Estas disposiciones no están a tono con el sistema de derechos humanos de nuestro país, especialmente, con los derechos a la dignidad y no discriminación. Es necesario que se hagan ajustes normativos que actualicen el derecho al reconocimiento de la identidad de género y a la consiguiente reasignación sexo-genérica, para que se amplíen las categorías entre las cuales las personas pueden elegir, así como el hecho de que la elección dependa exclusivamente de la autodeterminación y no de evaluaciones externas.
Mientras estos ajustes llegan, los operadores jurídicos deben seguir las líneas marcadas para la protección de este derecho por la Suprema Corte de Justicia de la Nación y la Sala Superior del Tribunal Electoral del Poder Judicial de la Federación.
La Corte, en la tesis P. LXXI/2009, determinó que, sobre la identidad morfológica sexual, debe privilegiarse la autoadscripción psicosocial de género, pues es ésta la que define la identificación que la persona tiene de sí misma y su proyección a la sociedad. La Sala Superior, por su parte, en la tesis I/2019, estableció que la identidad de género para efectos de registro a una candidatura se actualiza con la autoadscripción de buena fe que la persona manifieste de sí misma.

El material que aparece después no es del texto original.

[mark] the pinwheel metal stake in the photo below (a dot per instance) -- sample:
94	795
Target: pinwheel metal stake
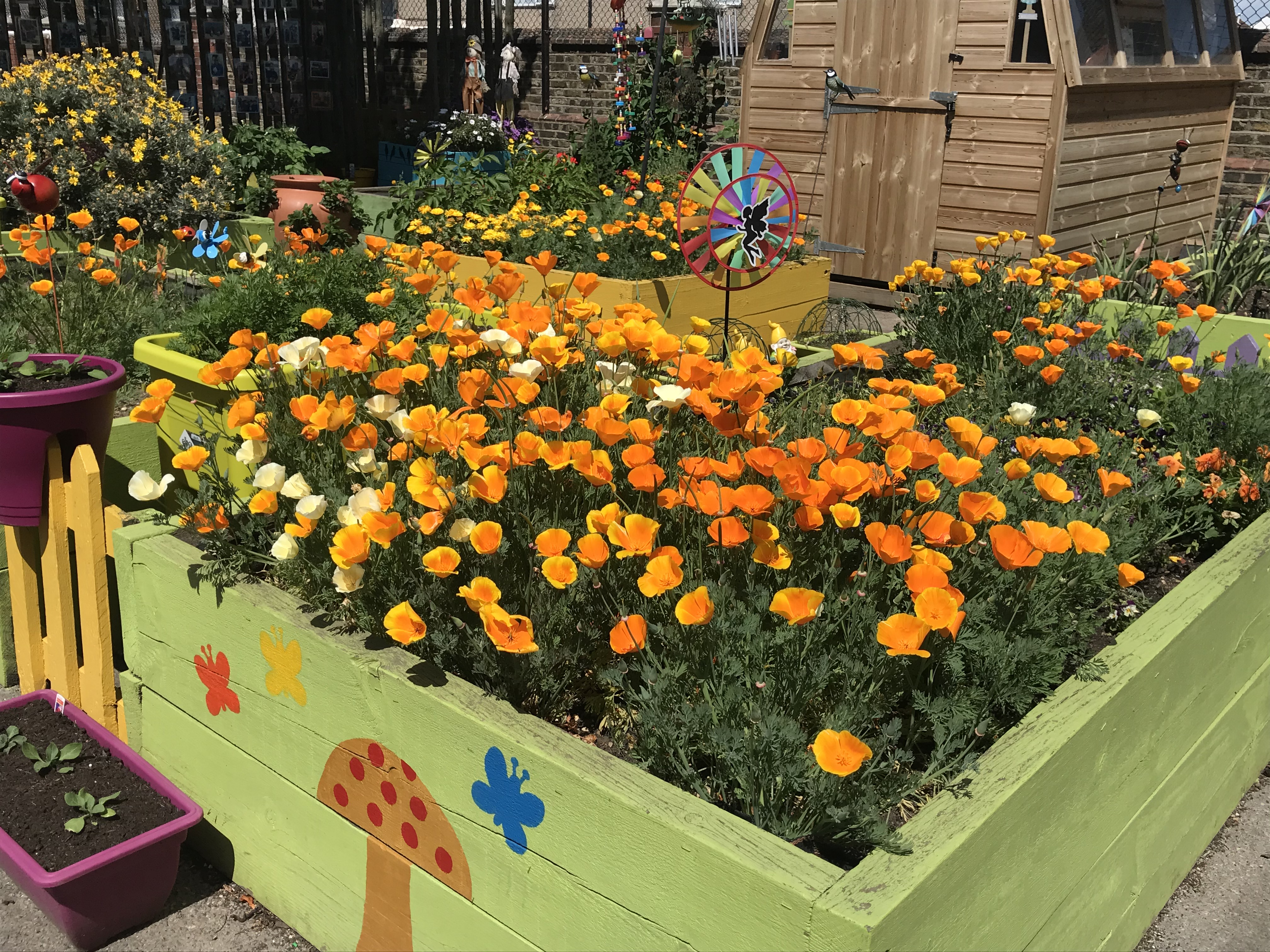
737	220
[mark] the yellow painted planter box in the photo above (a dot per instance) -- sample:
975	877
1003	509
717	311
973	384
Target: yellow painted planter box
785	298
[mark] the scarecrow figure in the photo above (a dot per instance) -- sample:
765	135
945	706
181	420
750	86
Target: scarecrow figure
474	78
508	81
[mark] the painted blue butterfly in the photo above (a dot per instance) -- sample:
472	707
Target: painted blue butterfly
208	243
513	809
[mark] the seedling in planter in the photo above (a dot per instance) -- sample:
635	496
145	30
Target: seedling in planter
12	739
89	808
53	756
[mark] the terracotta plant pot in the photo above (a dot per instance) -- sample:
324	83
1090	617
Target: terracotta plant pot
298	191
79	414
120	888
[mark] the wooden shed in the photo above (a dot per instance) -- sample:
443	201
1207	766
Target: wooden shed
1065	118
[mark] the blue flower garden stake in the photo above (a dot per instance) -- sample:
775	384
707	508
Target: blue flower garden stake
208	243
502	796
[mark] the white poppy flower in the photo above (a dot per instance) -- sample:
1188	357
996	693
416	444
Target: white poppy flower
348	579
495	338
312	507
614	375
381	407
528	371
298	488
144	488
252	451
670	395
365	502
363	461
271	477
1020	413
461	530
300	353
401	424
285	547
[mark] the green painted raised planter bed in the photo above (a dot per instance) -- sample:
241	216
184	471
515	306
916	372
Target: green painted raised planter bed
1073	832
1216	334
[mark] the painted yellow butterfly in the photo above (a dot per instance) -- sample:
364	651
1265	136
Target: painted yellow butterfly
285	664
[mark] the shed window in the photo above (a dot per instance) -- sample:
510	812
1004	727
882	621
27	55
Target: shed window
1153	32
1029	44
780	30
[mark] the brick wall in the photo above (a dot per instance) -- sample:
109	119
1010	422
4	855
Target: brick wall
1248	161
572	102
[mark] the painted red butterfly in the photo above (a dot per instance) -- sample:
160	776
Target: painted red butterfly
216	677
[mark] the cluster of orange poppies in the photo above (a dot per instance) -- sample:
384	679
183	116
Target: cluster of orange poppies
443	397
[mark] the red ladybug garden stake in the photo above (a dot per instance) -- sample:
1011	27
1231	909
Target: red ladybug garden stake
36	193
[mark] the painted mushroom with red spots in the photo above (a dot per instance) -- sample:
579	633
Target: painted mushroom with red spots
379	792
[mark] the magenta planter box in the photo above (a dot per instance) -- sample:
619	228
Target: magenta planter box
79	414
120	888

Debemos seguir por un camino evolutivo hacia un ejercicio efectivo del derecho a la identidad de género, basado únicamente, en la autodeterminación y que, al mismo tiempo, permita superar el binarismo y la rigidez de la clasificación por características morfológicas, pues el núcleo de este derecho es la autodeterminación y el entendimiento subjetivo de cada ser humano.